Kuala Lumpur: The crude palm oil (CPO) futures contract on Bursa Malaysia Derivatives experienced a decline today, primarily driven by expectations of rising production in the upcoming weeks and a downturn in soybean oil prices, as stated by palm oil trader David Ng. Ng highlighted that the support level for CPO prices was at RM3,850 per tonne, while the resistance level was at RM4,080 per tonne.
According to BERNAMA News Agency, Fastmarkets Palm Oil Analytics senior analyst Dr Sathia Varqa echoed these observations, noting that the market underwent profit-taking following a significant rise last week. This was further compounded by losses in related vegetable oils, cautiousness in anticipation of April's supply and demand estimates, and increasing production, all of which exerted pressure on CPO futures.
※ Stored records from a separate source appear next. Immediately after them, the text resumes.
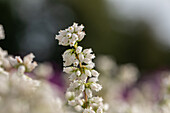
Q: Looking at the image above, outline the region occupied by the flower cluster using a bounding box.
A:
[0,26,68,113]
[0,24,5,40]
[56,23,108,113]
[56,23,85,47]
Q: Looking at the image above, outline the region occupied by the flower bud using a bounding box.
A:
[76,46,83,54]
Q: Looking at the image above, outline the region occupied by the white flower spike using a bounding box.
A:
[55,23,108,113]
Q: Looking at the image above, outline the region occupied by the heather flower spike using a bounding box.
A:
[55,23,109,113]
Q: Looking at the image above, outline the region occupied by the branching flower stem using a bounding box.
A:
[74,43,88,108]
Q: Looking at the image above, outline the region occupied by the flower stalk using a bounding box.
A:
[56,23,106,113]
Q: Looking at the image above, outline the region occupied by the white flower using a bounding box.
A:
[76,70,81,76]
[23,53,37,71]
[69,73,77,81]
[103,104,109,111]
[86,88,92,98]
[68,26,74,33]
[72,33,78,41]
[77,32,86,41]
[79,84,85,92]
[90,83,102,92]
[66,33,72,38]
[61,37,69,46]
[69,39,76,47]
[56,23,107,113]
[85,69,91,77]
[96,107,103,113]
[83,48,93,54]
[78,53,84,62]
[0,24,5,40]
[75,24,84,32]
[76,46,83,54]
[68,100,76,106]
[81,73,87,82]
[63,67,73,74]
[73,59,79,66]
[91,69,99,77]
[84,58,92,64]
[88,77,98,82]
[86,62,95,69]
[74,105,83,112]
[75,98,84,106]
[65,91,74,100]
[18,65,25,75]
[83,108,95,113]
[86,54,95,59]
[90,97,103,104]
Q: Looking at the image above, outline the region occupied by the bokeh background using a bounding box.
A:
[0,0,170,75]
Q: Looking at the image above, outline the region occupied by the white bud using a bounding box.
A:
[81,73,87,82]
[76,98,83,106]
[78,53,84,62]
[65,91,73,100]
[0,25,5,40]
[76,46,83,54]
[77,32,86,41]
[68,100,76,106]
[103,104,109,111]
[79,84,85,92]
[96,107,103,113]
[18,65,25,75]
[83,48,93,54]
[83,58,92,64]
[73,59,79,66]
[68,26,74,33]
[66,33,71,38]
[72,23,78,28]
[63,67,73,74]
[85,69,91,77]
[83,108,95,113]
[75,24,84,32]
[59,30,67,36]
[69,39,76,47]
[88,77,98,82]
[74,105,83,112]
[76,70,81,76]
[91,70,99,77]
[62,37,68,45]
[8,56,18,66]
[86,62,95,69]
[15,56,23,63]
[86,88,92,98]
[72,33,78,41]
[69,73,77,81]
[55,35,63,41]
[86,54,95,59]
[90,83,102,92]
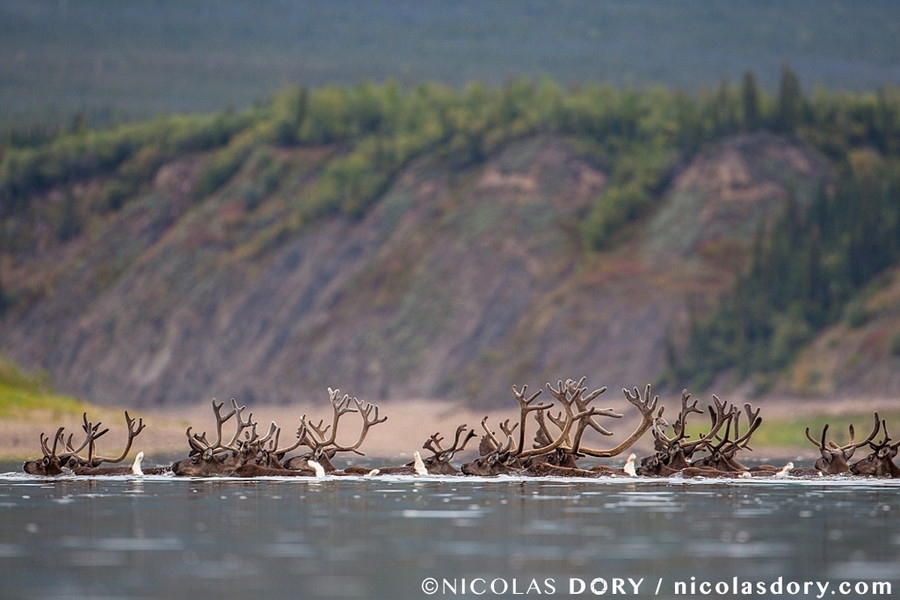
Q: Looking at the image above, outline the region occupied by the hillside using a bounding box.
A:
[0,74,900,406]
[2,129,844,405]
[0,0,900,130]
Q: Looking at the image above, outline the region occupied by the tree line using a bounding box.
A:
[0,66,900,386]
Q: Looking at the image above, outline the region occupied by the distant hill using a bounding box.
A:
[0,77,900,406]
[0,0,900,130]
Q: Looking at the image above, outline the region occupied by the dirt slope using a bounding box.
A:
[0,135,828,406]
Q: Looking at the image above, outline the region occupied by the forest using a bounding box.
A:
[0,66,900,394]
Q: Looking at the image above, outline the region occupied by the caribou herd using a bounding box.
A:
[17,378,900,478]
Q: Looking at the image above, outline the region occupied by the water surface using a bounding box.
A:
[0,473,900,600]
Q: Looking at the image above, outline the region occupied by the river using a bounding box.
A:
[0,471,900,600]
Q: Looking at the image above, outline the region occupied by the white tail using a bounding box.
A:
[131,450,144,477]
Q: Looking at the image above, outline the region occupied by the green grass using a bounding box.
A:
[0,0,900,128]
[0,358,88,419]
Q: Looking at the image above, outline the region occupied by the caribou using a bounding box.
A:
[23,377,900,478]
[22,411,166,476]
[462,377,658,477]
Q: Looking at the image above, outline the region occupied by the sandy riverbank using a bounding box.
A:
[0,398,900,463]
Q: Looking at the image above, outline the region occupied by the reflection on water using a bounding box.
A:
[0,473,900,599]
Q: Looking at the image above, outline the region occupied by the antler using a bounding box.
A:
[85,410,146,467]
[422,425,478,462]
[575,383,662,458]
[298,388,387,456]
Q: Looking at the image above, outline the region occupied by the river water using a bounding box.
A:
[0,472,900,600]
It was further reported that profit-taking activities in Chinese vegetable oil futures, particularly on the Dalian Commodity Exchange and Zhengzhou Commodity Exchange, intensified the bearish sentiment in the market.
By the market's close, the May 2025 contract had fallen by RM99 to RM4,040 per tonne, the June 2025 contract had decreased by RM95 to RM3,989 per tonne, the July 2025 contract had dropped by RM92 to RM3,965 per tonne, and the August 2025 contract had declined by RM85 to RM3,962 per tonne.
The September 2025 contract slipped by RM83 to RM3,956 per tonne, and the October 2025 contract reduced by RM78 to RM3,951 per tonne. Additionally, the trading volume fell to 51,205 lots from 92,662 lots last Friday, while open interest decreased to 236,253 contracts from 239,137 contracts previously. The physical CPO price for May South was recorded at RM4,150 per tonne.